Devine Head Coach Paul Gomez commented after the game, “Obviously, we were striving for a better outcome. It was a tough loss for us. We knew going into the game Llano had a good offense that consistently put up points all year. We had a Plan ‘A’ and a Plan ‘B’ defensively to mix it up but they put up two quick scores on us. We answered back to make it 14-7 and had them stopped but we were assessed a roughing the passer penalty that bailed them out and kept their drive alive. They ended up scoring on a crossing route as we struggled defensively during those first two scoring drives.”
The Warhorse loss was not due to effort on anyone’s part. As Gomez stated, Devine had a couple different plans in place to try to slow the high-powered offense of the Yellowjackets. It just so happens that Llano was the better team on this particular evening.
“We jumped into some two-deep zone and two-deep man under to prevent the big plays and had some success but they made more plays then we did. Offensively, we missed some scoring opportunities that we normally take advantage of due to lack of execution. Even though Llano had a very quick defense, we were a block away from having good gains all night.
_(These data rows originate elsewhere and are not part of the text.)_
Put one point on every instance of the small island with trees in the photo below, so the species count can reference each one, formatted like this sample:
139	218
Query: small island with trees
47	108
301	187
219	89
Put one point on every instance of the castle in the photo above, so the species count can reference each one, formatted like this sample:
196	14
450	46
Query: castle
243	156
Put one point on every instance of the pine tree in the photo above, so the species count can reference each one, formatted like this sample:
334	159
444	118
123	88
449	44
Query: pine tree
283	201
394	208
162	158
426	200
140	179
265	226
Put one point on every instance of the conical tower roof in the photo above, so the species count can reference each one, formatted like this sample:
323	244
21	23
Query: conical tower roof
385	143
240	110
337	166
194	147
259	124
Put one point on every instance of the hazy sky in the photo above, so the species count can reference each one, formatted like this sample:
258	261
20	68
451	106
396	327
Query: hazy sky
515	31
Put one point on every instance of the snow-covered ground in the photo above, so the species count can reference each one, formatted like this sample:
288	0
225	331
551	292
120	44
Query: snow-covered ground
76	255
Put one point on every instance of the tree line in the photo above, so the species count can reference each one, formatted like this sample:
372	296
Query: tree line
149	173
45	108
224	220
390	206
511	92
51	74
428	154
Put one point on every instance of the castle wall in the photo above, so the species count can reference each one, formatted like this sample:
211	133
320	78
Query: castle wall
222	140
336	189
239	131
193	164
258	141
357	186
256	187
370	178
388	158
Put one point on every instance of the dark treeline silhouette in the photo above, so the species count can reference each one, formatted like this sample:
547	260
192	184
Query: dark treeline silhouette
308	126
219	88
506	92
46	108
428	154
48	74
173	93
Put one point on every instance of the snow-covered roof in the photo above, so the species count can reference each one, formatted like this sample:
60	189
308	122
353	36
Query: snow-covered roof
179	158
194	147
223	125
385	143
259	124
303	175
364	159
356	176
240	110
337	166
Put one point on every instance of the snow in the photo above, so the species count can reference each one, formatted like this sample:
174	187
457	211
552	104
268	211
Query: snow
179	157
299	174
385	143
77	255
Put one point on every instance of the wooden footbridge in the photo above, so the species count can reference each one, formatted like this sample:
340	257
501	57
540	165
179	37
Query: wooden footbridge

We just never really got going offensively and of course having the defense out there for a long time really wore us down. We fought hard all night and never quit.”
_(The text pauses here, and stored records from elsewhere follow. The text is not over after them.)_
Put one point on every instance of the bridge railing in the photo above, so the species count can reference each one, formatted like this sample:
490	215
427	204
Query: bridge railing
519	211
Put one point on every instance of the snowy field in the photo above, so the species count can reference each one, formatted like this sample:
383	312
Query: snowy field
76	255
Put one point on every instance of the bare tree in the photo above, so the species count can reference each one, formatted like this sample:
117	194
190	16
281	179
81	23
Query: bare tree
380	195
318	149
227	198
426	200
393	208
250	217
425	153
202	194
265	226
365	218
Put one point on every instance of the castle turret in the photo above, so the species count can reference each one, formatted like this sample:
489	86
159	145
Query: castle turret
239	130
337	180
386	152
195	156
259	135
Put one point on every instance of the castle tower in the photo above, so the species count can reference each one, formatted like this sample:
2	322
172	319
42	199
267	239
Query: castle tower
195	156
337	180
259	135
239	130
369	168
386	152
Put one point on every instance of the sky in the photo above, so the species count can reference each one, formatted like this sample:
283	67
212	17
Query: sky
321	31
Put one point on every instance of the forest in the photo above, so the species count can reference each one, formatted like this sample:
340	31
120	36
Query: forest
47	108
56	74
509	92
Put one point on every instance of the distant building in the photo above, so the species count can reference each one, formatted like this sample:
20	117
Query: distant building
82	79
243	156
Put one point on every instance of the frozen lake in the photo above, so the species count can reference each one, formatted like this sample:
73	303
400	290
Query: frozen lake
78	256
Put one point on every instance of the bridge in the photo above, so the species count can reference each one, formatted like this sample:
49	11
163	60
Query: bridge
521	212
Except for the teams that get to play in Arlington at AT&T Stadium in late December and walk off the Cowboy’s home field with a season-ending victory, the outcome of the final ballgame of the season is never what any coach and player dreams of which is a state championship.
No one is harder on themselves after a loss than the coaches in Devine are. After every loss, there is always a direct reflection in the mirror with the internal question “What could I have done better?” Even though this town loves their Friday night Warhorses, sometimes the other team is just a little bit better.
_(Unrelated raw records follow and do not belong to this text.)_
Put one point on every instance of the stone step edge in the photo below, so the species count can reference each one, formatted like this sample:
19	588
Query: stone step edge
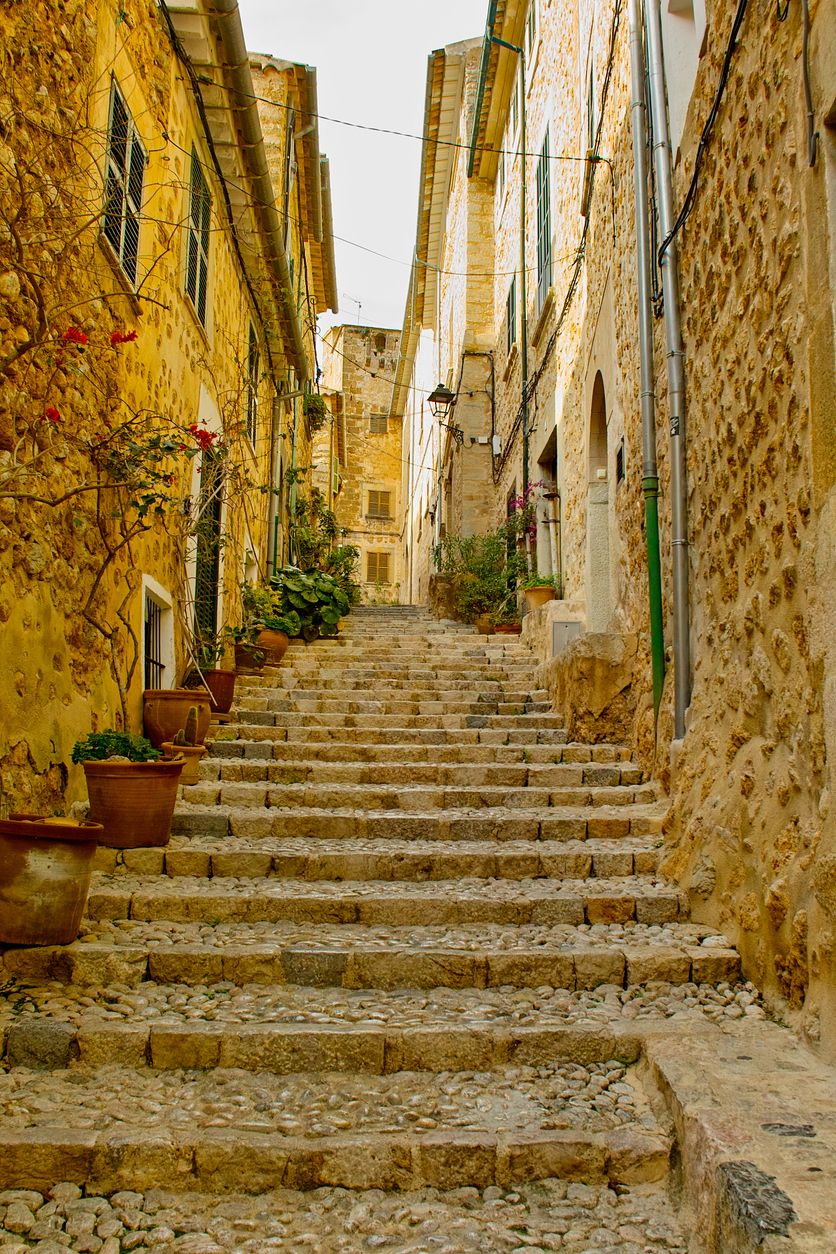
95	963
44	1042
233	1161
“Obviously, I feel like I let the boys down,” Gomez continued. “For whatever reasons we did not have our best outing on Friday and ultimately that is my fault. If any blame needs to be assessed on the loss then that falls on my shoulders.”
For fifteen Devine footballers, not only has their district championship season come to a close, it was also the last time they get to step onto the playing field with this current group of Warhorse players. After season ending loses, the fact that some will never be in the dressing room or go to battle again hits as hard if not harder than the loss itself.
Gomez and his staff appreciate what all players do for the football program. He took time to say, “I would like to thank the seniors for their leadership and dedication this year. It was truly an honor to coach these young men. I hope they leave this program as not just better competitors but most importantly better people with tools to overcome life’s obstacles. Our football team was so much fun to coach. Our coaches really enjoyed coaching these guys. These boys worked their tails off and dedicated so much time to our program. We have some great young men representing our school and I am very proud of them. We truly love each one of them.”
Warhorse Nation has supported all DISD programs greatly over the years. When players see the stands full and hear the vocal support that rings from the stands, it gives them more motivation to perform at their best. Many supporters have a genetic connection to one or more of the players that don the maroon and gold; other community members attend because high school football is the best thing going on Friday nights for small towns.
“I would like to take the time to thank the parents for support this year,” said Gomez. “From pregame sandwiches and snacks, to team dinners, to decorating our locker room, these parents are second-to-none. We have good, hard working players here because they have been raised the right way. We are definitely blessed to live in a community that supports our kids. This town gives so much to our kids and it is just a great place to live. Devine, Texas. Small town, big heart! I wish it could have been a different outcome, especially for these young men and this community. It was a very emotional moment as we left out to New Braunfels and seeing all these fans parked and cheering us as we left Devine. I hope we as coaches can do better and bring much more success for our football program. Our kids deserve it and this community deserves it.”
The 48-21 bi-district loss should not be the basis of judgement for this Warhorse team. After a 1-4 start to the season, Devine reeled off five consecutive victories to capture the District 14-4A DII championship.
Devine’s season ends with a 6-5 record including its unblemished 5-0 district record.
The already overcrowded Warhorse trophy case will now make room for one additional gold football.